Gemini 2.5 Flash-Lite is now stable and generally available

Today we release the stable version of Gemini 2.5 Flash-Lite, our fastest and lowest cost (0.10 USD per 1 m, 0.40 USD per 1 m) in the family of the Gemini 2.5 model. We have built 2.5 flash-lite to push the intelligence limit to the dollar, with native reasoning possibilities that can be optionally switched in the case of more demanding cases of use. Based on the 2.5 Pro and 2.5 Flash shoot, this model complements our set of 2.5 models, which are ready for scaled production use.


Our most profitable and fastest Model 2.5 so far

Gemini 2.5 Flash-Lite provides a balance between performance and costs, without prejudice for quality, especially in the case of delay-sensitive tasks, such as translation and classification.

Here's what stands out:

  • Best speed in class: Gemini 2.5 Flash-Lite has a lower delay than both 2.0 Flash-Lite and 2.0 Flash on a wide sample of hints.
  • Profitability: This is our lowest 2.5 model so far, valued at $ 0.10 / 1 million input tokens and $ 0.40 tokens, which allows at an affordable price of large amounts of demands.
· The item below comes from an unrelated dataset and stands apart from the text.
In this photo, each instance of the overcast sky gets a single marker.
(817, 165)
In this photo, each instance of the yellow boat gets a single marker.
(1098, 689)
We have also reduced the audio input prices by 40% compared to launching the preview.
  • Intelligent and small: It shows a versatile higher quality than 2.0 flash-lite in a wide range of comparative tests, including coding, mathematics, science, reasoning and multimodal understanding.
  • Fully presented: When you build with 2.5 Flash-Lite, you will gain access to the context window by 1 million tokens, controlled thinking budgets and operating native tools, such as grounding with Google search, code making and URL context.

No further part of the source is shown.